A research paper co-authored by Israeli scientist Jessica Rose was withdrawn by the prestigious academic journal Elsevier. The reason appears to be because she suggested that the Covid vaccine caused myocarditis in children.
Rose, who got her PhD in computational biology from Bar-Ilan University in central Israel, teamed up with cardiologist, and epidemiologist Peter McCullough, to publish a paper on VAERS (Vaccine Adverse Event Reporting System) reports of myocarditis in young people—a problem that although has been acknowledged as a side effect of the vaccine, is considered to be rare.
The VAERS report collects data of any side effects experienced following a vaccine. Although there are roughly 40,000 reports per year, the Covid vaccine VAERS report produced over one million reports. This included over 21,000 deaths, 11,000 heart attacks, close to 13,000 cases of Bell’s palsy, and more than 25,000 cases of myocarditis or pericarditis.
Her peer reviewedpaper reviewing VAERS data in young ‘vaccinated’ people showied an especially high incidence of myocarditis (inflammation and scaring of the heart)..
Dr. Rose concluded that a person inoculated under the age of 20, had 19 times greater chance of being hospitalized from a heart related adverse event than an unvaccinated person being hospitalized from Covid-19.
Rose was alarmed by the data. Making matters worse, she noticed that authorities and even several experts were dismissing it.
“Clearly, there’s no concern [among these authorities and experts] for people who are suffering adverse events,” she said in an interview with the Epoch Times.
Since July 9, they discovered 559 VAERS reports of myocarditis, 97 in children ages 12–15. Some may have been related to Covid-19 itself, which may also lead to heart problems. However, there were just too many cases making it hard to ignore the likelihood that they were caused by the vaccine, the authors wrote.

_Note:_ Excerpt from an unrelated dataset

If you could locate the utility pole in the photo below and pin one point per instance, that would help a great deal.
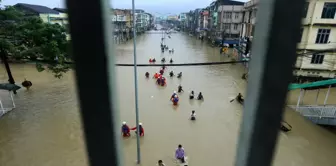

“Within 8 weeks of the public offering of COVID-19 products to the 12–15-year-old age group, we found 19 times the expected number of myocarditis cases in the vaccination volunteers over background myocarditis rates for this age group,” the paper said.
Although the paper was published in the journal for about two weeks, on Oct. 15, it was deleted from Elsevier’s website and replaced with a notice of “Temporary Removal.” The authors were given any reason, Rose said.
“It’s unprecedented in the eyes of all of my colleagues.”